What this implies is this! When properly realised, the truly complementary nature of the relationship between primes and natural numbers, leads to a directly opposite sequence of causation in the Type 1 and Type 2 interpretations respectively. Then like matter and anti-matter in physical terms, when both are combined, they fuse in a common psycho-spiritual energy (relating to greatly enhanced intuitive appreciation).
So ultimately rational understanding - in the separate Type 1 and Type 2 interpretations respectively of the relationship between the primes and natural numbers - becomes so refined and fleeting that it no longer even appears to arise in experience (through interpenetrating so seamlessly with intuition).
Therefore in truth, the fullest appreciation of the Type 3 aspect of the number system (relating to the non-trivial zeros) will require this new more comprehensive mathematical context, where the most advanced level of (holistic) contemplative awareness can seamlessly combine with a highly refined degree of (analytic) rational understanding.
In this new appreciation of the number system, numbers will no longer be viewed as abstract entities but rather as dynamic entities charged with enormous potential energy.
So at the one extreme, in the Type 1 aspect, numbers certainly appear as static and inanimate - merely quantitative - objects; however at the other extreme of the Type 3 aspect (again represented through the non-trivial zeros) they now appear as dynamic - and indeed - living entities charged with potentially unlimited energy.
Of course the consequent corollary in complementary terms is that the same zeros likewise represent potentially unlimited physical energy states! So, in this sense our very understanding of what is deeply implicit in earliest physical evolution, intimately depends on corresponding advanced psychological understanding, so that what was always deeply implicit in physical phenomena can now be made fully explicit through psychological appreciation of its original nature!
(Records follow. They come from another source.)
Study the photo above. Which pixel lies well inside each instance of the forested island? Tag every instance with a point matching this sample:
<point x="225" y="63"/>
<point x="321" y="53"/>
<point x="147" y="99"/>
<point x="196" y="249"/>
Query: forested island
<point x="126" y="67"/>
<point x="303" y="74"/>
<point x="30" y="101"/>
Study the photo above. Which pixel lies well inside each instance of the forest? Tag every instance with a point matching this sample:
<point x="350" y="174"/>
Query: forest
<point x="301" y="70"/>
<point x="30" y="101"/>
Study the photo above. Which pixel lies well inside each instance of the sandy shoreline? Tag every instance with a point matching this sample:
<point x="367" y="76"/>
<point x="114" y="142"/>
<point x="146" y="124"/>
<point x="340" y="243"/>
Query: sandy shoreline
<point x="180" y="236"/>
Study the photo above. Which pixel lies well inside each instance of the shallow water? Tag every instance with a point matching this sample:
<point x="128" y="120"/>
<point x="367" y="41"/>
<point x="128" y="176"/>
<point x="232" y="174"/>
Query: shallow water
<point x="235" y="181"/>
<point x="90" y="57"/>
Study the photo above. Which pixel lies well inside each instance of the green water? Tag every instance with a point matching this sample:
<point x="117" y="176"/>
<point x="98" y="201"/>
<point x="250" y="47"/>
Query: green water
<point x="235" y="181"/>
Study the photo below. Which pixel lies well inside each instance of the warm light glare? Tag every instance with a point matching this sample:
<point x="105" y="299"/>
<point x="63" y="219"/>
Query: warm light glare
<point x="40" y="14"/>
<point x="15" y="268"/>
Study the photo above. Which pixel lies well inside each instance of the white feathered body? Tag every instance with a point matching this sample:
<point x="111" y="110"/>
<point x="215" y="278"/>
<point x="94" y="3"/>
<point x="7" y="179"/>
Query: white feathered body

One key implication of this new perspective is that number can no longer be seen as divorced from the physical and psychological domains of reality but rather as necessarily deeply inherent within them as the ultimate explanation of their phenomenal existence.
And it is when this realisation starts to slowly dawn, that we will then begin to properly appreciate the truly enormous potential significance of this new enlarged appreciation of the number system with the non-trivial zeros lying there at its very centre.